On February 24, the day Russia entered Ukraine, the President changed his tune.
He defended the decision not to impose sanctions prior to the invasion and claimed that it was “ultimately” about making the attack a strategic failure for Russia.
“Had we unleashed our entire package of financial sanctions preemptively, I think a couple of things might have happened. Number one, President Putin might have said, look, these people are not serious about diplomacy. They're not engaging in a good faith effort to promote peace. Instead, they're escalating. And that could provide a justification for him to escalate and invade,” he added.
“Secondly, he could look at it as a sunk cost. In other words, President Putin could think I've already paid the price. Why don't I actually take what I paid for, which is Ukraine's freedom,” the president said before shifting.

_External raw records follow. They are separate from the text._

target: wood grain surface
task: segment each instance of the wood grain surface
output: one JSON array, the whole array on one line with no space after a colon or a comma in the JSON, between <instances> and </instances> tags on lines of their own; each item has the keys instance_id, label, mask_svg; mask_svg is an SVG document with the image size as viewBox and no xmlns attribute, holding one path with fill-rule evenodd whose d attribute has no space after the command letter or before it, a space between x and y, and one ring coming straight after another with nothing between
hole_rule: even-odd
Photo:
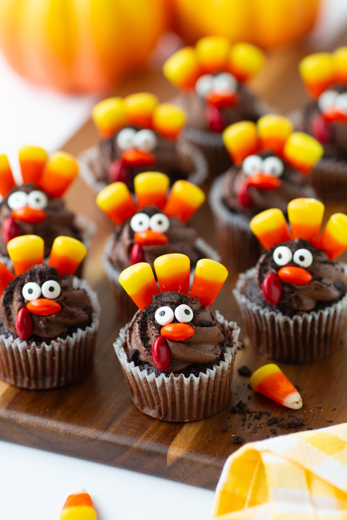
<instances>
[{"instance_id":1,"label":"wood grain surface","mask_svg":"<svg viewBox=\"0 0 347 520\"><path fill-rule=\"evenodd\" d=\"M254 83L254 88L279 111L286 113L304 102L297 65L307 52L297 47L273 53ZM117 94L146 90L154 92L161 100L174 93L160 74L148 73L125 82ZM96 131L89 122L65 149L76 154L97 140ZM98 226L85 271L102 307L94 370L82 383L57 390L20 390L0 382L0 438L214 489L226 458L239 446L234 443L237 436L248 442L327 426L328 421L347 421L345 347L315 363L280 365L300 386L303 398L303 409L293 412L256 394L248 387L248 379L238 373L241 366L254 370L267 362L252 350L242 329L245 347L236 356L229 406L213 417L192 423L162 422L141 413L130 400L112 347L124 323L117 319L100 258L112 225L96 207L95 194L81 179L71 189L67 199L71 209L93 218ZM336 209L346 211L347 204L330 205L327 212ZM191 224L215 246L207 203ZM230 272L216 306L242 328L231 293L237 278L237 273ZM240 401L246 409L240 405L235 409ZM292 426L292 415L302 419L302 425L289 427ZM267 425L274 417L279 419L279 424Z\"/></svg>"}]
</instances>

“So that's what we wanted to avoid. Look, ultimately the goal of our sanctions is to make this a strategic failure for Russia.”
Democrat lawmakers also believed that sanctions could deter Putin.
House Intelligence Committee Chairman Adam Schiff (D-CA) stated on January 2, on “Face the Nation”, “I think that it would require enormous sanctions on Russia to deter what appears to be a very likely Russian invasion of Ukraine again.”
In the meantime there were many Republicans who argued against sanctions, saying that it did not suffice to stop Putin and that sanctions needed to be in place before the invasion, not after.
Foreign Affairs Committee Ranking Member Michael McCaul (R-TX) said on CNN on January 19, ” I don't think we're providing the deterrence necessary to stop Putin from invading Ukraine, the breadbasket of Russia.”
“He wants to reclaim the old Soviet empire, and I don't see a lot of deterrence, you know, on the table,” said the official.